The attorney further contended that such conduct could undermine the fairness of the trial and the constitutional right of the accused to a fair hearing.
Wildman also submitted that anyone who engages in discussions that influence or alter a witness’s testimony risks interfering with the administration of justice and could be charged with perverting the course of justice, based on common law principles.
He urged the court to rule that the witness’s evidence was “incurably bad” and should be excluded entirely from the proceedings.
Wildman also suggested that the court may need to consider how the trial should proceed in light of the issue, noting that the six accused officers are entitled to a fair trial before an impartial tribunal and further, that the prosecutor and the Crown’s case are both “untenable”.
“I can’t see how this case can continue in the situation that the prosecutor has created,” Wildman said, while submitting that the eyewitness is a trained witness who was selective in her memory.
Sergeant Simroy Mott, Corporal Donovan Fullerton, and constables Andrew Smith, Sheldon Richards, Orandy Rose and Richard Lynch are currently on trial for murder in connection with the January 12, 2013 fatal shooting of Matthew Lee, Mark Allen and Ucliffe Dyer.

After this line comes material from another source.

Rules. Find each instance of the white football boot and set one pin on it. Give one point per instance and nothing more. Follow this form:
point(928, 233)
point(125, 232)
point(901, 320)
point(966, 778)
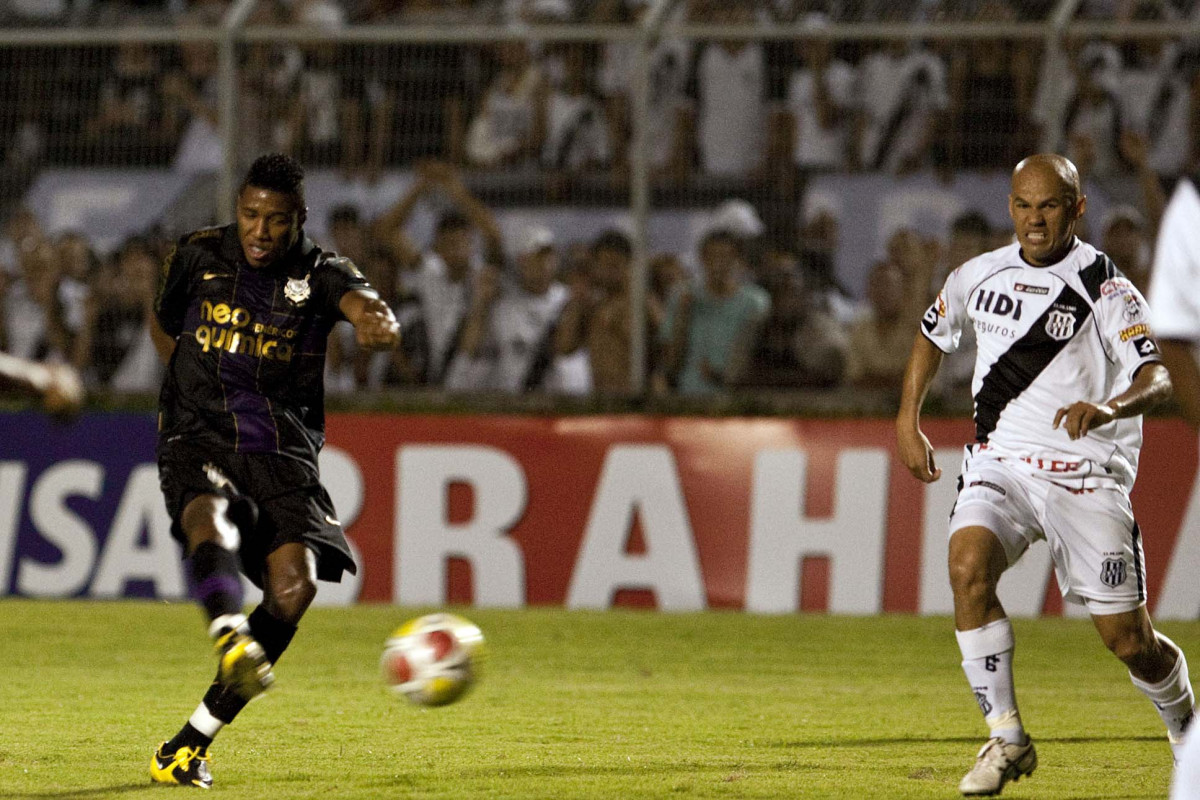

The female eyewitness testified that she saw police personnel chasing one of the men who exited the vehicle with his hands raised, ran and jumped a wall, before he was shot to death.
The witness, who observed parts of the incident from the window of her third-floor apartment, said she also saw two other men. One was standing outside a Mitsubishi Outlander with what appeared to be paper in his hand and another was sitting toward the back of the vehicle. She later saw both men lying lifeless on the ground.
Wildman is to respond to Pyke’s argument today.